The first thing we need to do is have our ChessGameActor inherit from ReceivePersistentActor (instead of ReceiveActor):
public class ChessGameActor : ReceivePersistentActor
When we do this, we will be required to provide a property called PersistenceId. Fortunately, we’re passing in a Guid called gameId to our actor, so we can use that:
public override string PersistenceId
{
get
{
return this.gameId.ToString("N");
}
}
public ChessGameActor(Guid gameId, IActorRef rendererActor)
{
this.gameId = gameId;
// ...
}
We’ll see what this is for in a minute. Let’s complete our constructor:
public ChessGameActor(Guid gameId, IActorRef rendererActor)
{
this.gameId = gameId;
this.rendererActor = rendererActor;
this.RedrawBoard();
this.Command<MoveMessage>(PersistAndHandle, null);
}
In the constructor, we store the game ID and a reference to the ChessBoardDrawingActor. We draw the initial board (before anyone has moved), and then we set up our message handling.
In a ReceivePersistentActor, we use Command<T>() instead of Receive<T>() to set up our message handlers. We can’t use Receive<T>() because of some ambiguity between base class methods. The null value passed in is similarly to prevent ambiguities between overloads.

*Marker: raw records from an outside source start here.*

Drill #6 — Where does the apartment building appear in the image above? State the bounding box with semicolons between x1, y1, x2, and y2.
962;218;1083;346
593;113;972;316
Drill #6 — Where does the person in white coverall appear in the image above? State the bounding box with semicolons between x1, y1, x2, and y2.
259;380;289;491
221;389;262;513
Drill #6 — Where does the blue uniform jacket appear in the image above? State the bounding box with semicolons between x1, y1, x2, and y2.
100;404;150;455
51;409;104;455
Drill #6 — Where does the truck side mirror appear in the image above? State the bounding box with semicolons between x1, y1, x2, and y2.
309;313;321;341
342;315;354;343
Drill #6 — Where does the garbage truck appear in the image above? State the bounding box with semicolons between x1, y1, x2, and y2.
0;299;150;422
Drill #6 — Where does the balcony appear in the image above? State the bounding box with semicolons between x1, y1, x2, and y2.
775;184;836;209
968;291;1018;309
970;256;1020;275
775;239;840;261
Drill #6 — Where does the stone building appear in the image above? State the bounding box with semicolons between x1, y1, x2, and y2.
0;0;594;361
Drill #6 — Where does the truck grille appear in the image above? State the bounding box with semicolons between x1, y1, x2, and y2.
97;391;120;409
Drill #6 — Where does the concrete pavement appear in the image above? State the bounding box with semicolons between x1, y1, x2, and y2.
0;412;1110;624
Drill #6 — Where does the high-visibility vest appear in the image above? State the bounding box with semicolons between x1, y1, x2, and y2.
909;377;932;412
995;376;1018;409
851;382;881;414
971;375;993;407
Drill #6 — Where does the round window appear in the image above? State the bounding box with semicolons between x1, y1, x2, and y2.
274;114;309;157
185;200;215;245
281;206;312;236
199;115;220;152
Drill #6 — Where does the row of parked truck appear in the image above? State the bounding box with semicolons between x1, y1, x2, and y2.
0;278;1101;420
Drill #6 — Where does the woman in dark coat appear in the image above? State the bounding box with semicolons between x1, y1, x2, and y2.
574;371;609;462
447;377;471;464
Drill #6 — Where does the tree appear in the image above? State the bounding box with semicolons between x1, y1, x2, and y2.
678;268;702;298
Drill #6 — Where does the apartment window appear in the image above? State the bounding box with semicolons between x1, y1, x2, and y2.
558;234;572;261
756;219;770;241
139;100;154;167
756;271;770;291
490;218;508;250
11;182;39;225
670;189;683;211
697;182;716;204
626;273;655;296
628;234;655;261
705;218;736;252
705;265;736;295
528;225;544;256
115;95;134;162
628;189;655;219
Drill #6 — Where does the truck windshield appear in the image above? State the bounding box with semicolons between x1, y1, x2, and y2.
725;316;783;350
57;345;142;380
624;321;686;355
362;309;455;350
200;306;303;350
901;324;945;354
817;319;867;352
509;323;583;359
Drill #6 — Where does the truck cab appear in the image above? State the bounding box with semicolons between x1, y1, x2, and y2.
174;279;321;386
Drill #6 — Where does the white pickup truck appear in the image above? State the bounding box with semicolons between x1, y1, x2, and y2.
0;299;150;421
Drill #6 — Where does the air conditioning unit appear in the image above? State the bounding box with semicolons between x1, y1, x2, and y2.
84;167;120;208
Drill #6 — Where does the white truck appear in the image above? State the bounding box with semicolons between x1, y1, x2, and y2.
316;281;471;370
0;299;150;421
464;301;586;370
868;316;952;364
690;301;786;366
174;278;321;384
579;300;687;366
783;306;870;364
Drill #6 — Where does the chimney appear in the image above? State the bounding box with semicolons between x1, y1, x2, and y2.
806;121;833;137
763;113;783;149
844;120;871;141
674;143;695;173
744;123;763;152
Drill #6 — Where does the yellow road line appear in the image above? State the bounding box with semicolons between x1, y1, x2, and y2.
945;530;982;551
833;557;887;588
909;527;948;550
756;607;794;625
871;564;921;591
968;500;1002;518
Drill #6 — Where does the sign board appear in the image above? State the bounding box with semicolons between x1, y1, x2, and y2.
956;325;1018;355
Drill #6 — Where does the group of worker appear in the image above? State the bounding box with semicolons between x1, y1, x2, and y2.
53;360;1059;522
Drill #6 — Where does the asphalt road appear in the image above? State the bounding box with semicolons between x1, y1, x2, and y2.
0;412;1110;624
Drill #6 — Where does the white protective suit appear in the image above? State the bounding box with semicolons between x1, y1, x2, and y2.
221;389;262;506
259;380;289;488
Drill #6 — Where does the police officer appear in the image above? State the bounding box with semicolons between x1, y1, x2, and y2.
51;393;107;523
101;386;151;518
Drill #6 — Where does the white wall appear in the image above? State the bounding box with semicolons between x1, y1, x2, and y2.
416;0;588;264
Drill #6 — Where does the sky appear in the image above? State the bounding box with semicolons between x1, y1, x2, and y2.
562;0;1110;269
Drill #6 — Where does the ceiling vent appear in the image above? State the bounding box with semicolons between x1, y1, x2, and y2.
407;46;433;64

In the PersistAndHandle() method, we call the built-in Persist() method to save the message and call a handling method after the save is successful:
public void PersistAndHandle(MoveMessage message)
{
Persist(message, persistedMessage => Handle(persistedMessage));
}
The Handle() method is the same one we’ve seen before that handles the MoveMessage.
We could have done all this in one step within the Command<T>() call, as you can see in Petabridge’s Akka.Persistence blog article. However, I’m not a big fan of doing a lot of logic in nested lambdas, as they can quickly get out of hand for non-trivial scenarios.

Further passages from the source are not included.